Monday, November 28, 2016

Elliott Management's Letter to Cognizant

Today Elliott Management disclosed a $1.4 billion 4% stake in Cognizant Technology Solutions(CTSH).  The activist firm identified a few key areas they feel could create significant and immediate value to shareholders.  According to their research and plan the company could easily boost it's stock price to $80-$90 with ease. You can read the entire letter here. Here is an article highlight.

– Cognizant is viewed as being shareholderunfriendly. In contrast, Accenture is viewed as being a responsible steward of shareholder capital and is therefore awarded a multiple of more than 20x NTM P/E, a meaningful premium to the entire peer group, despite having the lowest revenue growth rate. Its robust capital return and margin expansion programs support a far higher multiple than its slower growth alone warrants, because it offers shareholders a balanced set of drivers to deliver investment returns. Cognizant, on the other hand, gets penalized with a significant discount. Because Cognizant has a limited capital return program and explicitly commits not to expand margins, shareholders must rely on the Company delivering above-average revenue growth for investment returns. When selecting companies in which to invest capital, shareholders will naturally gravitate toward management teams with proven capital allocation track records.

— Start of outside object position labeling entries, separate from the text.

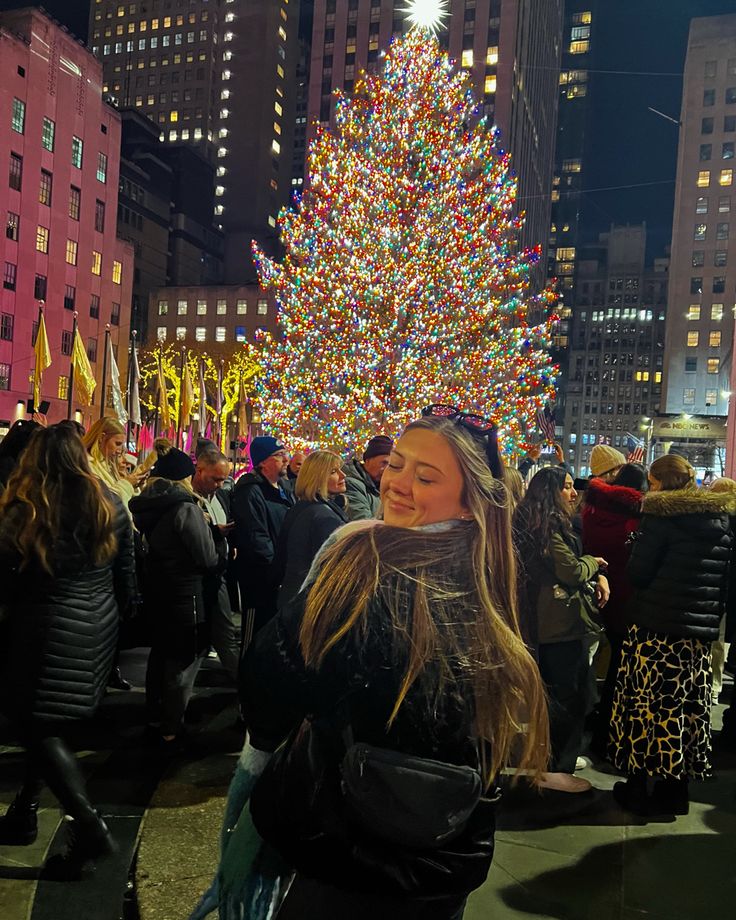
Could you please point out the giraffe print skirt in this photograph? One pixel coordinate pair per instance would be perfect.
(661, 708)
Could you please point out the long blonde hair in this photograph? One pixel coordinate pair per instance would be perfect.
(311, 483)
(461, 607)
(103, 429)
(54, 494)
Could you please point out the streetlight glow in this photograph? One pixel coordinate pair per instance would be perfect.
(426, 14)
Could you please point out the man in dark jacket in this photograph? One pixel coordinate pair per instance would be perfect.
(363, 479)
(260, 503)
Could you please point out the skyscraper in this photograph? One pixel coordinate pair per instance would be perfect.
(699, 338)
(511, 48)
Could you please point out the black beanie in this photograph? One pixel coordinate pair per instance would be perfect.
(175, 465)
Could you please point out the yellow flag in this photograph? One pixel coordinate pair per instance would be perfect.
(163, 398)
(84, 378)
(187, 396)
(42, 360)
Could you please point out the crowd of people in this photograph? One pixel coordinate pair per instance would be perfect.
(402, 629)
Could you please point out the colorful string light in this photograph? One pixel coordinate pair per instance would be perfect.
(403, 282)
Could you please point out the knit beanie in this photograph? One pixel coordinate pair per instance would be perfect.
(175, 465)
(605, 459)
(380, 446)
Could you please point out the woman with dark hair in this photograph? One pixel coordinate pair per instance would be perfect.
(560, 589)
(679, 569)
(66, 566)
(400, 657)
(13, 445)
(611, 514)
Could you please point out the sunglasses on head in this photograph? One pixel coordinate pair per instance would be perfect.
(477, 424)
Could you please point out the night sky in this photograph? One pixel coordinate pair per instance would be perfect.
(632, 145)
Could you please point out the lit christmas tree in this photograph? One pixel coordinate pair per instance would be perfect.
(403, 283)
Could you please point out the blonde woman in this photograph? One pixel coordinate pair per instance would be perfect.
(105, 442)
(320, 510)
(679, 570)
(407, 641)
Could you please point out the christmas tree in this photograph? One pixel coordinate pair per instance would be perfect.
(403, 282)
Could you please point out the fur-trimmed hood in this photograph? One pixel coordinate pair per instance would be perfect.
(689, 501)
(607, 497)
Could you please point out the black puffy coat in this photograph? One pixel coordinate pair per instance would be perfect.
(365, 669)
(258, 509)
(306, 527)
(679, 565)
(60, 631)
(180, 548)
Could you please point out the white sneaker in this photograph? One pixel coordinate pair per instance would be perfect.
(564, 782)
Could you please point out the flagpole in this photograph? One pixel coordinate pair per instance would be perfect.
(103, 400)
(181, 399)
(70, 394)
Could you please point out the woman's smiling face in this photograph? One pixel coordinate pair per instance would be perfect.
(423, 483)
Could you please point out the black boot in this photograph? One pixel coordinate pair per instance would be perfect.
(19, 824)
(89, 841)
(116, 681)
(671, 797)
(632, 795)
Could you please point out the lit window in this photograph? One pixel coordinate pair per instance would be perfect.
(42, 239)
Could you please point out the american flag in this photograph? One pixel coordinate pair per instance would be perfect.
(546, 422)
(636, 449)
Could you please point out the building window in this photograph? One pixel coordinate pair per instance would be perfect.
(12, 227)
(18, 121)
(48, 131)
(42, 239)
(77, 150)
(71, 252)
(75, 202)
(99, 216)
(15, 177)
(9, 276)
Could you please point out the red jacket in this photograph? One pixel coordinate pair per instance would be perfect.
(610, 515)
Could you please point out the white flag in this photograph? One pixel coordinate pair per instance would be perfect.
(134, 399)
(117, 395)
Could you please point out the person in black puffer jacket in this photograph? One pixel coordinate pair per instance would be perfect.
(181, 547)
(320, 510)
(66, 566)
(679, 569)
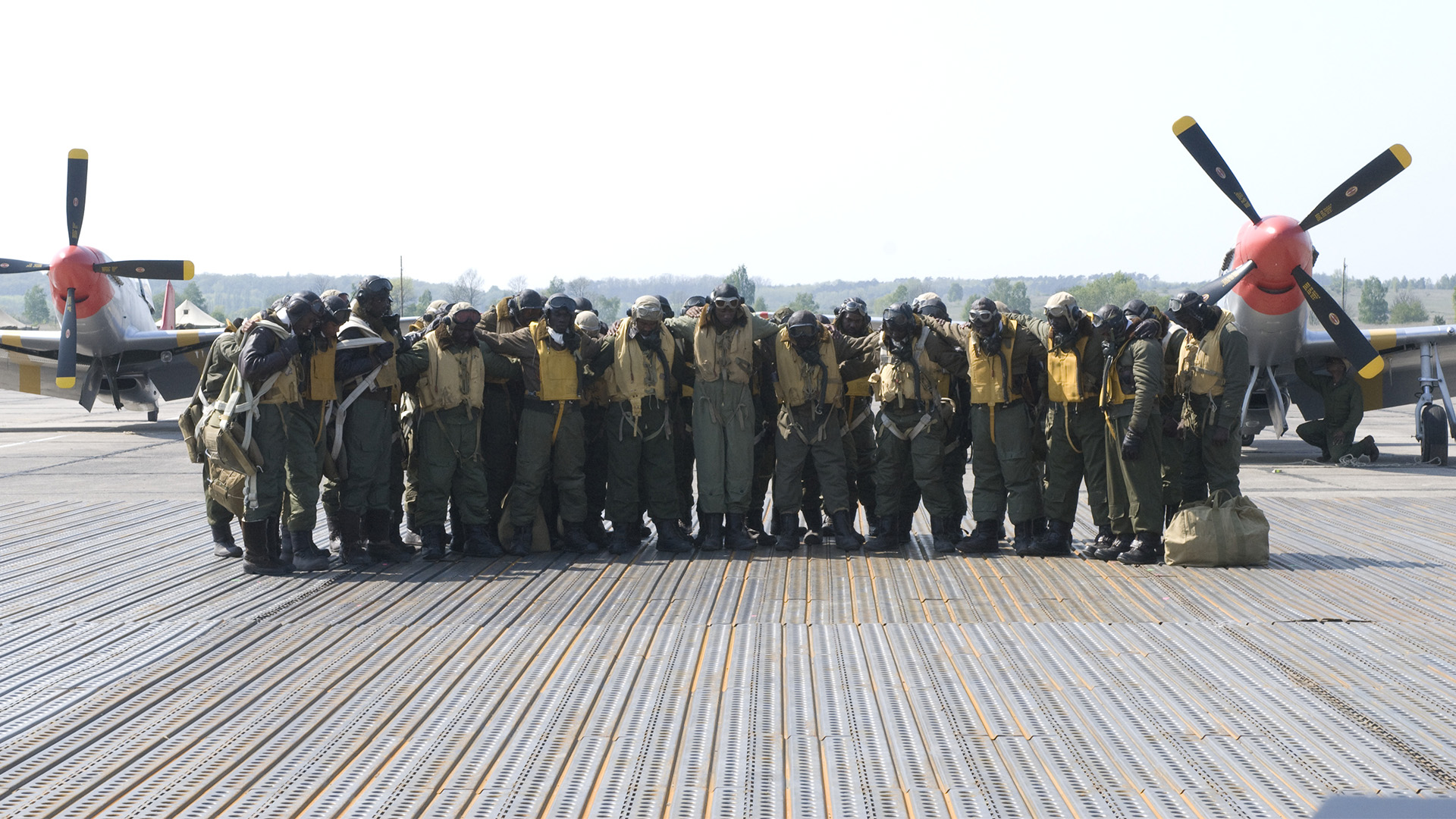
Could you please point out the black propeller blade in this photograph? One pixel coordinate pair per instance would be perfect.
(1345, 333)
(1191, 136)
(1219, 287)
(76, 164)
(1378, 172)
(17, 265)
(66, 356)
(149, 268)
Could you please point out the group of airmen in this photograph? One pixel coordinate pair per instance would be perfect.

For the most part they identified the lack of a plan to consistently return cash to shareholders(ie buybacks & dividends), adherence to an old margin policy, and a misguided reliance on revenue growth. Furthermore they cited the company had excess cash and very little debt, which they made it seem is bad. The last problem I'd be ecstatic to have.  I'd put that comment in the list of "things you don't hear people complain about".

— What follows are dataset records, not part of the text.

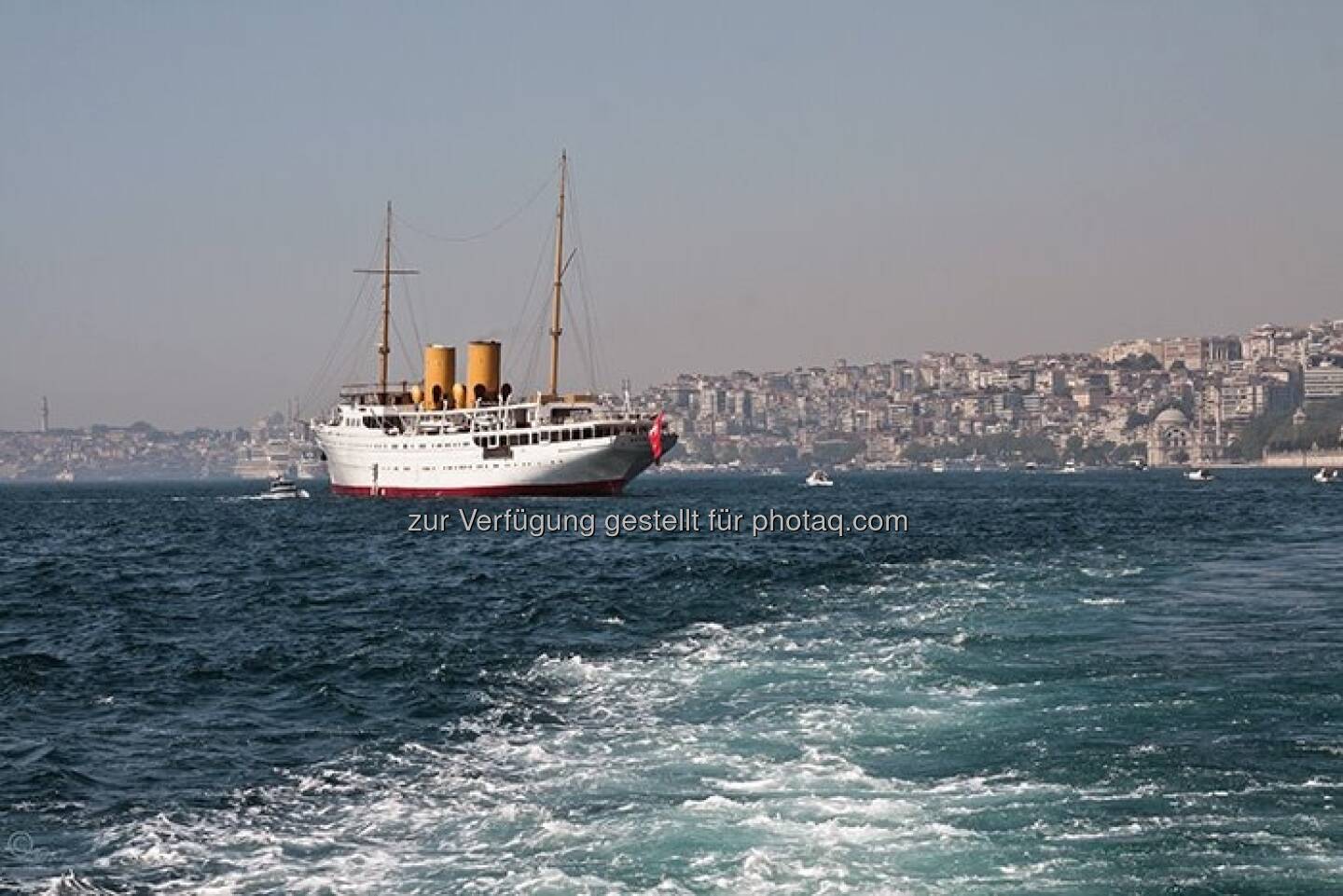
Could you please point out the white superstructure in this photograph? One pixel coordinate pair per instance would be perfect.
(442, 438)
(547, 448)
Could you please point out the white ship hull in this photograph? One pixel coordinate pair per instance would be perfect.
(369, 462)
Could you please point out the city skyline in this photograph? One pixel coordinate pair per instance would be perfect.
(186, 189)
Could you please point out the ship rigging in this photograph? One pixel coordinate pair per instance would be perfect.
(442, 436)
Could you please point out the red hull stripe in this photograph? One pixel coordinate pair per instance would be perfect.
(610, 487)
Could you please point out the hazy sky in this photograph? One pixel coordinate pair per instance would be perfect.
(185, 186)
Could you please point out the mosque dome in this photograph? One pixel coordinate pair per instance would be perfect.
(1171, 415)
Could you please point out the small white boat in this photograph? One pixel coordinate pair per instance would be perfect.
(284, 488)
(818, 478)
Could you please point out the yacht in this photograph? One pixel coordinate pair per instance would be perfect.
(473, 438)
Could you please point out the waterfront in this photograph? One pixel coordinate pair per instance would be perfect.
(1101, 682)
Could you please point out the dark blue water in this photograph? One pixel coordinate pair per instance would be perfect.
(1091, 684)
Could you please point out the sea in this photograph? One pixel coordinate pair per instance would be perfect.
(1105, 682)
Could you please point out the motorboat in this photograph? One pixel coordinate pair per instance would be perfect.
(283, 488)
(818, 478)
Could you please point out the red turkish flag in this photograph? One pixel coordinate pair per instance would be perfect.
(656, 438)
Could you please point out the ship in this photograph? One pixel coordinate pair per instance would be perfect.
(443, 436)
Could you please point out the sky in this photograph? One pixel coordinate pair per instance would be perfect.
(186, 188)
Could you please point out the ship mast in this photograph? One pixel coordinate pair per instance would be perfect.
(384, 347)
(559, 278)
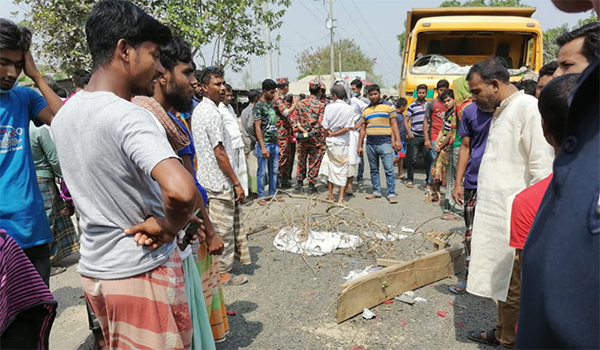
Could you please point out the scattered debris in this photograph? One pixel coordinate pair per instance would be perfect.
(368, 314)
(387, 237)
(354, 274)
(406, 298)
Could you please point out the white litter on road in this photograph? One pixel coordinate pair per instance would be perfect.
(354, 274)
(315, 243)
(407, 229)
(368, 314)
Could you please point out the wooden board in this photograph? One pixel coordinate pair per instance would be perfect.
(388, 262)
(373, 289)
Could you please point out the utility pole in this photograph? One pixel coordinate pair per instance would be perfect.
(330, 27)
(267, 38)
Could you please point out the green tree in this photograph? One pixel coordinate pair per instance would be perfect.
(550, 35)
(316, 62)
(229, 29)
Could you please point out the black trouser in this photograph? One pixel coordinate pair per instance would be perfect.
(39, 256)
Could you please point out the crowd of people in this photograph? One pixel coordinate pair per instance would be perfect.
(151, 156)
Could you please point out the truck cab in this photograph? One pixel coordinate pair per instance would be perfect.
(443, 43)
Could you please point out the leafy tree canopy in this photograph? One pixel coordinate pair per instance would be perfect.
(230, 29)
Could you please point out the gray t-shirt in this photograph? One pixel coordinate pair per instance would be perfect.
(107, 149)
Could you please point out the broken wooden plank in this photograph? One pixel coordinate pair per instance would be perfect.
(388, 262)
(373, 289)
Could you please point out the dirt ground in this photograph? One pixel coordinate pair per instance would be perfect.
(285, 305)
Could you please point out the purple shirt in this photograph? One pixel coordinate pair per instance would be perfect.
(475, 124)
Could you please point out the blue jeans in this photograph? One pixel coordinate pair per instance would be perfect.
(361, 168)
(273, 166)
(386, 153)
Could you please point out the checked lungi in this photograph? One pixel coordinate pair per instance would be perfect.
(147, 311)
(224, 213)
(66, 241)
(310, 156)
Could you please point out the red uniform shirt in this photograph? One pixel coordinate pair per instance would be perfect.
(525, 206)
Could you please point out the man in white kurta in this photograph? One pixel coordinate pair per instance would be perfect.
(516, 157)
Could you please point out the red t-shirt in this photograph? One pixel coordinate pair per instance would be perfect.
(437, 118)
(525, 206)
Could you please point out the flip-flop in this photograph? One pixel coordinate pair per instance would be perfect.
(236, 280)
(461, 285)
(489, 335)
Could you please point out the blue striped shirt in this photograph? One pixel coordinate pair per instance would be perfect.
(416, 115)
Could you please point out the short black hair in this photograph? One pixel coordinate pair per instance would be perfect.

I'd have to agree that the company needs to make some changes. It's just part of the business cycle. Revenue growth has been tailing off compared to it's historical growth rate.  That alone is a big clue it's time to change your focus. I've been a champion of the company, and even I was starting to wonder if they would initiate a dividend soon.  The company could easily handle it. 

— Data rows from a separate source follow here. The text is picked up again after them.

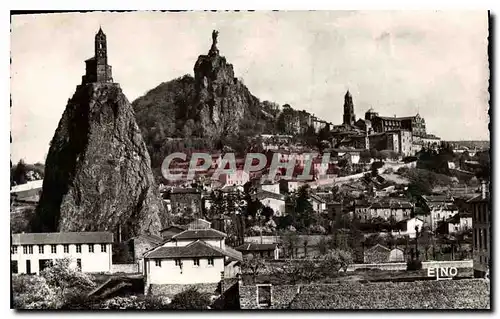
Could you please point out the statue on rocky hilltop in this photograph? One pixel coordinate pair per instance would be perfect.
(213, 49)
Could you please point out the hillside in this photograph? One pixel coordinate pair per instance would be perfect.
(97, 173)
(211, 110)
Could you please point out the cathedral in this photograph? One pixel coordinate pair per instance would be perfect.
(97, 68)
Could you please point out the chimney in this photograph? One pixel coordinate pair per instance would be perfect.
(222, 288)
(483, 189)
(240, 279)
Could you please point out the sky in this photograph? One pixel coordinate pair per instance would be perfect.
(434, 63)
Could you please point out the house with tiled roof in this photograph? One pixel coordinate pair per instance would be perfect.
(318, 203)
(88, 251)
(273, 200)
(397, 209)
(438, 209)
(197, 255)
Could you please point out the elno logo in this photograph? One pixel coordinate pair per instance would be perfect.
(442, 273)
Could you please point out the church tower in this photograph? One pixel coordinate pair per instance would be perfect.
(97, 68)
(349, 117)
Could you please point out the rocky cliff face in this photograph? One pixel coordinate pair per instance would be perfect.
(97, 174)
(221, 100)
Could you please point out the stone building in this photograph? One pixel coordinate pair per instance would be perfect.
(349, 116)
(97, 68)
(481, 235)
(414, 124)
(87, 251)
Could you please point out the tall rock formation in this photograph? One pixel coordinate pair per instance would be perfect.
(221, 101)
(97, 173)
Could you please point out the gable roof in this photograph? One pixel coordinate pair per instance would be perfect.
(198, 224)
(209, 233)
(316, 198)
(256, 247)
(196, 249)
(153, 239)
(262, 194)
(62, 238)
(179, 227)
(378, 247)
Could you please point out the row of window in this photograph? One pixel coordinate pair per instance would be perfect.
(481, 238)
(28, 249)
(178, 262)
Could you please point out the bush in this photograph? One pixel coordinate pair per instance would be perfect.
(123, 303)
(33, 292)
(413, 265)
(190, 299)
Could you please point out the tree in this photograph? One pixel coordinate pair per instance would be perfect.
(58, 286)
(335, 259)
(33, 292)
(254, 264)
(365, 156)
(374, 153)
(291, 241)
(289, 272)
(309, 270)
(66, 279)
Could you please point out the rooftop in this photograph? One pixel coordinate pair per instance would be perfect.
(62, 238)
(256, 247)
(196, 249)
(262, 194)
(200, 234)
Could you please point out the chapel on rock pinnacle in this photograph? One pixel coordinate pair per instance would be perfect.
(97, 68)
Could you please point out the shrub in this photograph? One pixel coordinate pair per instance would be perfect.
(123, 303)
(190, 299)
(33, 292)
(412, 265)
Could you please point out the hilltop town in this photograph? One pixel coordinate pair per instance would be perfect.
(385, 201)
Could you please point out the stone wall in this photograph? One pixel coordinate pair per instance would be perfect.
(125, 268)
(443, 264)
(281, 298)
(172, 290)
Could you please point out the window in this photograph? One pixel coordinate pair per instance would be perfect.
(264, 295)
(43, 263)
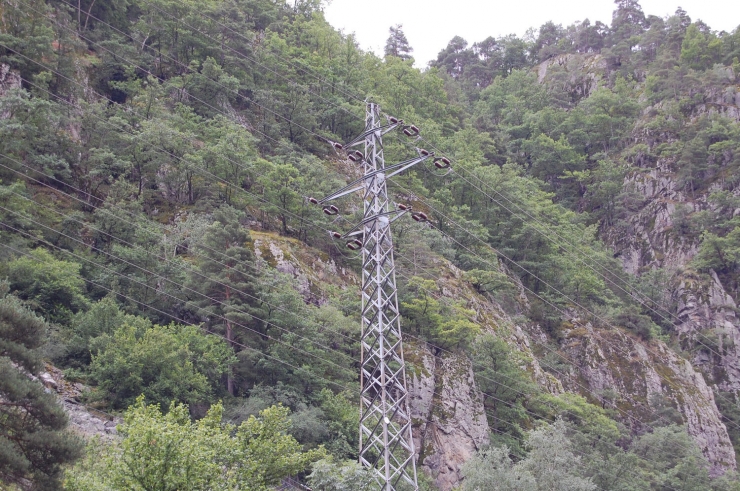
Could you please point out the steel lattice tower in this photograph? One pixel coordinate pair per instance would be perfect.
(386, 442)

Saturday, November 19, 2016

TLH Market Review 11/19/16

"That's two weeks" - TLHI
"Two weeks of what?" - You
"Two weeks of post-election market highs even though the world was supposed to end" TLHI

Yep that's right! Two weeks of new highs even though the "smart" people at Goldman Sachs with a huge research budget, and boat loads of MBA's from Ivy League schools all said a Trump victory would be bad for the market.  I hate to get political but they were backing HRC the entire time so take their word with a massive grain of salt. That's why there is the phrase "Follow The Money"

With the Dow Jones and Russell 2000 climbing into uncharted territory it's only a matter of time before the S&P 500 and Nasdaq follow.  My guess is we'll see it by year end, or by February at the latest. The line won't be straight up, but it will be up.  

Either way the last few weeks have seen a lot of change within the market.  Financials and Industrials have been leading the rotation with respective gains of 13.7% & 7.17% the last month.  Meanwhile Utilities and Real estate have taken a beating as each are down -4.4% & -6%.
Visit to see more great charts.

These aren't the only areas seeing massive moves. Small caps have been on fire as the Russell 2000 has surged over 13% the last couple weeks and now sports a 16% YTD gain. 

It's crazy how quickly things can change as investors are now flocking into cyclical and riskier assets.  At the beginning of this year investors were clamoring for utilities, real estate, telecom, and staples as the market see-sawed all over the place. Many back then were calling for a recession and a crash in stocks. We did see some dangerously low growth, but it seems the worst was avoided. 

Bonds and Gold have also had some divergent paths as big money re-positions.  The 10 year yield has soared 50bps to 2.34%, and safe haven gold has seen its price drop from $124 to $115.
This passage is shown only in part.